The next morning, the barber was aghast when Keshava told him of his tremendous good fortune.

“But who’s going to hold the mirror?” he said.

He caught the boy by the wrist.

“It’s
dangerous
with those people in the buses. Stay with me, Keshava. You can come and sleep in my house so this Brother doesn’t bother you anymore; you’ll be like a son to me.”

But Keshava had lost his heart to the buses. Every day he went straight to the bus stand at the end of Central Market to scrub the buses clean with a mop and a bucket of water. He was the most enthusiastic of the cleaners. When he was inside the bus, he would take the wheel and pretend he was driving, vroom-vroom!

“A nice little catch here for us,” Brother told them—and the conductors and drivers laughed and agreed.
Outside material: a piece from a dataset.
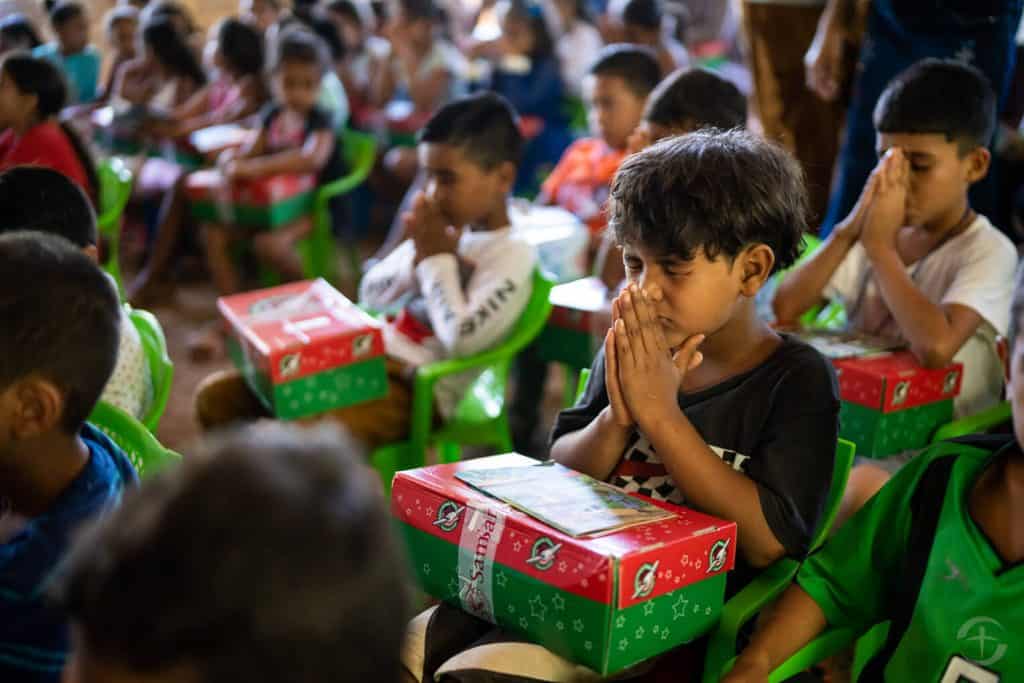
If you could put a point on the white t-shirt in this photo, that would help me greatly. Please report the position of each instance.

As long as he was at the wheel, pretending to be driving, he was loud, and used the coarsest language; but if anyone stopped him and asked, “What’s your name, loudmouth?” he would get confused, and roll his eyes, and slap the top of his skull, before saying, “Keshava—yes, that’s it. Keshava. I think that’s my name.” They would roar and say, “He’s a bit touched in the head, this fellow!”

One conductor took a liking to him, and told him to come along on his four p.m. round on the bus. “Only one round, you understand?” he warned the boy sternly. “You’ll have to get off the bus at five-fifteen p.m.”